Patch Adams


Published December 1, 1998

EPPC Online

You’ve got to be thinking: isn’t one inspirational, sensitive, meaningful, caring, profound movie starring Robin Williams enough for one year? At least, could we keep it down to twice a year? At present we’re getting them at a clip of one every other month and it does seem a tear too much. It was only back in October that we had to endure the lachrymose but juvenile spirituality of What Dreams May Come. Now there is the almost equally awful Patch Adams, directed by Tom Shadyac from a screenplay by Steve Oedekerk, supposedly based on the true story of Hunter, “Patch,” Adams, a medical student at the “Virginia Medical University” who challenges that institution’s authority, as represented by the evil Dean Walcott (Bob Gunton), to go on turning out soberly scientific, dispassionate doctors, humorless men like Walcott himself, detached from the lives of those they treat. The monsters!

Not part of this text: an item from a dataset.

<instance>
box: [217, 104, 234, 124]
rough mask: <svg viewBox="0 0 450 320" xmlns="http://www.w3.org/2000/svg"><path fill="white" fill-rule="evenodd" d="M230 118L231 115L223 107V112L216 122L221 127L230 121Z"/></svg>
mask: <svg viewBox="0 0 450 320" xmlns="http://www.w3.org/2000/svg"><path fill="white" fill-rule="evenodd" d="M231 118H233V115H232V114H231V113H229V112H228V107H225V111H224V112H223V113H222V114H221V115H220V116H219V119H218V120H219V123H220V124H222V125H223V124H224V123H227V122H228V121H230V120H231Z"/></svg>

The film begins in mental hospital, where the pre-med school Adams has checked himself in because he feels suicidal. His roommate, Rudy, is afraid to get out of bed because of marauding squirrels. After trying to convince Rudy that the squirrel is an amiable beast and, even if there were lots of them there in the room with them (which, by the way, there are not), they would not hurt him, Adams breaks down and joins Rudy in his delusion, convincing him that the two of them are waging war against the imaginary squirrels with imaginary weapons. It does Rudy good and it does Patch good as well, since it teaches him that he can help people by flattering their delusions. An important lesson for con-men and politicians, perhaps, but maybe not the best, we cannot help thinking, for doctors.

Likewise, the “genius” Arthur Mandelson whom he meets in the nut-house teaches Patch another dubious lesson. His own delusion is the “genius syndrome” that comes from “constantly digging into the creative potential of the human mind.” As one of the asylum’s attendants puts it, “Maybe he dug too deep.” Now he goes around holding up four fingers and asking newcomers “How many fingers?” When they answer, “Four,” he shakes his head and says, “Another idiot.” But he teaches Patch that if you squinch up your eyes and look beyond the fingers you will find you are seeing eight, and that‘s the right answer. The idea is “to see what no one else sees”—which, if nothing else, is at least a likely lesson to be learned in a booby hatch.

Whether we want doctors who have learned it to be treating us is of course another matter, but somehow seeing four fingers where there are four fingers is associated here with the nasty Dean Walcott’s desire to “train the humanity out of you.” Patch, fortunately for him, is in little need of training of any sort. Like Arthur Mandelson—or, by the way, the hero of Good Will Hunting, another movie which makes a parade of Mr Williams’s now-famous sensitivity—is a genius who apparently never has to crack a book in order to finish top of his medical school class. That, at least, is Hollywood’s idea of genius. So he has plenty of time to spend in the hospital playing games and telling jokes to cheer patients up. He insists that this is good medicine, that patients “share their fantasies” with him.

Later he gets Mandelson to bankroll a rustic clinic based on these principles, as a free hospital where he and his fellow hippie docs can treat people with humor. “There will be no bosses,” decrees Patch, who is the boss, and “the aim is love.” Far out! To staff his clinic, he manages to charm his initially hostile med-school classmates as he has already charmed patients and nurses and, doggone it, just about everybody save curmudgeons and skeptics like me. Of course he suffers an appalling tragedy along the way. It wouldn’t be a Robin Williams role without one. But in the end he triumphs over Dean Walcott (as we knew he would) in a ridiculously implausible courtroom scene. So much for the “centuries of experience” which have made medical training what it is.